En los dos barrios que Ecos Diarios recorrió en la tarde de ayer, coincidieron al menos dos factores: la mayoría de la gente vive en casas que no están terminadas, en condiciones precarias, y se quejan que ningún funcionario, concejal o candidato se ha acordado de ellos. Ni siquiera en esta época de campaña.

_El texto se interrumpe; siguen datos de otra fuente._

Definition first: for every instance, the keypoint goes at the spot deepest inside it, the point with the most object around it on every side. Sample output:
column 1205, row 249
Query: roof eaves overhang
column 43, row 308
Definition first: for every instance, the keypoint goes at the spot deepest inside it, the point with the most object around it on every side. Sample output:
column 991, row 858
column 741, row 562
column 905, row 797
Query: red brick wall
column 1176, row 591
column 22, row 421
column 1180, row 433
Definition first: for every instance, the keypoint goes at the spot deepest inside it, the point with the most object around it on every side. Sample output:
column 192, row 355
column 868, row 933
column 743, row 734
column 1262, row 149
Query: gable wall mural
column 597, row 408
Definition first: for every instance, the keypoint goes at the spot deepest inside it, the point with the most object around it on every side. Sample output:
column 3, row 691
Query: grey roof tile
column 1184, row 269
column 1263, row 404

Cierto es que en el barrio Campana, que se encuentra junto a la avenida 75, por el sector de 71 y 86, casi la totalidad de las casas están usurpadas, pero eso no significa que se deba librar a la buena de Dios a quienes allí residen.
Al ver a Ana, que vive en este sector de la ciudad desde hace tres años porque un familiar le “vendió” la casa, uno podría tener la certeza de que tendría una larga lista de sugerencias y pedidos de bienes y servicios de primera necesidad a los funcionarios. Sin embargo, ella pidió primero que “alguien ayude a hacer una placita en 84 y 71 bis para los chicos” porque no tienen “ni un solo juego”. “Del municipio vinieron y pusieron unos arbolitos pero nada más”, contó.
Ana tiene siete hijos, todos menores de edad, y vive en una casa en la que no tienen cloacas, gas natural o agua y están “colgados” de la luz. “En el verano nos quedamos sin agua y dicen que ahora nos van a poner luz prepaga”, indicó.
En el barrio, si bien casi ninguna casa está terminada, no hay siquiera una que esté libre. Todas fueron tomadas por familias que no tenían dónde vivir, a pesar de no tener ventanas, puertas y, en algunos casos, ni siquiera techo. “Esta casa me la vendió un cuñado de mi hermana, yo estaba alquilando pero no pude pagar más. Lo mismo hicieron todos en las más de las sesenta casas que hay”, señaló.
En el barrio también hay un almacén, una pollería y una carnicería, dado que se ha ido poblando cada vez más.
Si de ayudas hay que hablar, en el barrio se encuentra el comedor Campana, en 73 y 86, y es el lugar en el que come gran parte de los chicos de ese sector, a los cuales sus familias no pueden alimentar. Allí, niños de distintas edades pueden tomar la leche, les dan de comer los sábados y hay algunos talleres gratuitos.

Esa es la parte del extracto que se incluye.